We analysed diffusion MRI scans from 3 waves of the EU-AIMS Longitudinal European Autism Project (LEAP). Using normative models of white matter fractional anisotropy (FA) we computed individual deviations relative to age typical norms. Our sample included 544 different individuals across all waves (Wave 1: 344 [autistic 189]; Wave 2: 297 [autistic 162]; Wave 3: 226 [autistic 145]), aged 7–37 years, with mean intervals of ∼1.5 years (W1–W2) and ∼6 years (W1–W3). We first tested for group level differences between autism and no-autism and then examined the associations with sensory, adaptive, cognitive, and behavioural measures across development within the autism group.

Results

Although mean FA differences between autistic and non-autistic participants were not significant, correlations between individual differences in FA and behaviour across repeated measurements yielded moderate but reproducible results.
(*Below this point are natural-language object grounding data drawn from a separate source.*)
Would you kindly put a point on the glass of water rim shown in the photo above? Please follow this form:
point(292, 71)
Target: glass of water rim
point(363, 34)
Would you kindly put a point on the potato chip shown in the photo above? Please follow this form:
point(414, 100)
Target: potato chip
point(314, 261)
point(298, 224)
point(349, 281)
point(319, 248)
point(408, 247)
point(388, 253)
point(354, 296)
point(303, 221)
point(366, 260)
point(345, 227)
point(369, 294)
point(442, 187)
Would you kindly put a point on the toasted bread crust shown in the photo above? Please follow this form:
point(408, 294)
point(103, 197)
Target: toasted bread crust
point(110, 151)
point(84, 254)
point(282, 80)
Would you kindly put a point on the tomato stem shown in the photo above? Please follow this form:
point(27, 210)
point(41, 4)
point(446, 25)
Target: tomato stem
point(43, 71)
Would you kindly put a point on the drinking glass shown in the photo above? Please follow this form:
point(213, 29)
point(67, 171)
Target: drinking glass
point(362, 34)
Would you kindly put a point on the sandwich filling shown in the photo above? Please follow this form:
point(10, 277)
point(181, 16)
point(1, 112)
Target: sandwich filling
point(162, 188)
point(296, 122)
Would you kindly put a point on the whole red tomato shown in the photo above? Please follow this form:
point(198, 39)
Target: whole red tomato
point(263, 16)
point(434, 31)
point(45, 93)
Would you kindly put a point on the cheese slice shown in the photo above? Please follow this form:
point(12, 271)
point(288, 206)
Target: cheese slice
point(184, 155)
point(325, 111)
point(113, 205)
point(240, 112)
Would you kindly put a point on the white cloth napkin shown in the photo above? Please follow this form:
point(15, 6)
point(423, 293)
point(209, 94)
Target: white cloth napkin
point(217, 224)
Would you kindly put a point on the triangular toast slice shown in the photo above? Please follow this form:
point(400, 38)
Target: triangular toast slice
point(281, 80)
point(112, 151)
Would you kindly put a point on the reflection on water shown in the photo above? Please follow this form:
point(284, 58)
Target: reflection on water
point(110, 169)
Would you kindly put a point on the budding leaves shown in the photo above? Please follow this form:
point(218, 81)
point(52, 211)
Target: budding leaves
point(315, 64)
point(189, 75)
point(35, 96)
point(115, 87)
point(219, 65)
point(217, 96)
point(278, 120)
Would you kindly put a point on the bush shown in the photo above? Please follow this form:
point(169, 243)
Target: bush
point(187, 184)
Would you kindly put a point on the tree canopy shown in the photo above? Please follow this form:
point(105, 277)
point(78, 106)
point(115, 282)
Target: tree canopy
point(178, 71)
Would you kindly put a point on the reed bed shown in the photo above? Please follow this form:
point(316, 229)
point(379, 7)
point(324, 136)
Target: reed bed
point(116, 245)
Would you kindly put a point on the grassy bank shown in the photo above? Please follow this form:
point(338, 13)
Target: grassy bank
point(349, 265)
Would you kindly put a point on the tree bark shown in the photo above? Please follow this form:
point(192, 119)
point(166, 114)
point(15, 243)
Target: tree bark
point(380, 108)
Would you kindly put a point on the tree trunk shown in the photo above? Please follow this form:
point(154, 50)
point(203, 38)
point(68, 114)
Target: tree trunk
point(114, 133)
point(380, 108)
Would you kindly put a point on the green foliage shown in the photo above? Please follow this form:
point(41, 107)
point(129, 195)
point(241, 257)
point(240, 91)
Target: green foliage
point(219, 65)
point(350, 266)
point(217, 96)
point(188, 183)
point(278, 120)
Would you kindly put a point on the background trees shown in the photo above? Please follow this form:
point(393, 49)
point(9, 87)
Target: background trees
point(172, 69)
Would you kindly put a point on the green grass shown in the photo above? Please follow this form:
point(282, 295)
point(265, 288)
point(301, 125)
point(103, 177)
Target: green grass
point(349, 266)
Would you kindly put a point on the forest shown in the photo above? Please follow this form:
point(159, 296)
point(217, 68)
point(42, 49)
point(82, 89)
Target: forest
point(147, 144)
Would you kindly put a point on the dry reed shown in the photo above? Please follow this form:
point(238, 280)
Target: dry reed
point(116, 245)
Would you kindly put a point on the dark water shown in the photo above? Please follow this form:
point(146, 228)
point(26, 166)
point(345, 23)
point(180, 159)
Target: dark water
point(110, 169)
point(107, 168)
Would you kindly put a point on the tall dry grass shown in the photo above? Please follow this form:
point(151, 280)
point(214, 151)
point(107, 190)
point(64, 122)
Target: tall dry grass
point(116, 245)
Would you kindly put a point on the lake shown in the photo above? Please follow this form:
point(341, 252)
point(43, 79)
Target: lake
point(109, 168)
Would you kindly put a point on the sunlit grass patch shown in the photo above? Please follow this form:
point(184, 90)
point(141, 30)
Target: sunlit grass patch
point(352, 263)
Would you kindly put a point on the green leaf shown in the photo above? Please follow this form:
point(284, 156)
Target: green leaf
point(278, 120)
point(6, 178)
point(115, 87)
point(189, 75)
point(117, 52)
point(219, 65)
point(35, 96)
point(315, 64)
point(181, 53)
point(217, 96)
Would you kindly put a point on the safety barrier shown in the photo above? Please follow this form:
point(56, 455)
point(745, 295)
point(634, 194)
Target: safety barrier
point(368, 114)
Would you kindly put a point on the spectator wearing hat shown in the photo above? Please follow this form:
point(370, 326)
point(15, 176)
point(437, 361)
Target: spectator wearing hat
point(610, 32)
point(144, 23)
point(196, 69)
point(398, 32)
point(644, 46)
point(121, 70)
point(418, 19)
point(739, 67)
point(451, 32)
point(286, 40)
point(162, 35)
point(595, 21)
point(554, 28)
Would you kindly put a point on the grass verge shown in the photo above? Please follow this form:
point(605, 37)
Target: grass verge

The cingulum bundle, uncinate fasciculus, callosal fibres (genu and splenium), and the superior longitudinal fasciculus were among the most frequently identified pathways associated with clinical traits. For these circuits, FA values were higher in individuals with better adaptive functioning (VABS) and lower in those reporting sensory processing (SSP) difficulties. Findings were mixed for associations between FA and symptom severity (ADOS). The largest cross-sectional signal appeared at Wave 2, and although some of the same circuitry re-appeared over about 7.5 years from Wave 1 to Wave 3, effect sizes remained modest and variable, consistent with heterogeneity and power differences across waves, but still pointing to a stable white matter tract pattern.

Conclusions

Autism’s white-matter organisation reflects a dimensional and individually patterned architecture rather than a categorical distinction. Stable, person-specific deviations from shared neurodevelopmental pathways are linked to behavioural variation among autistic individuals. Longitudinal normative modelling therefore provides a practical approach to understand and quantify this heterogeneity.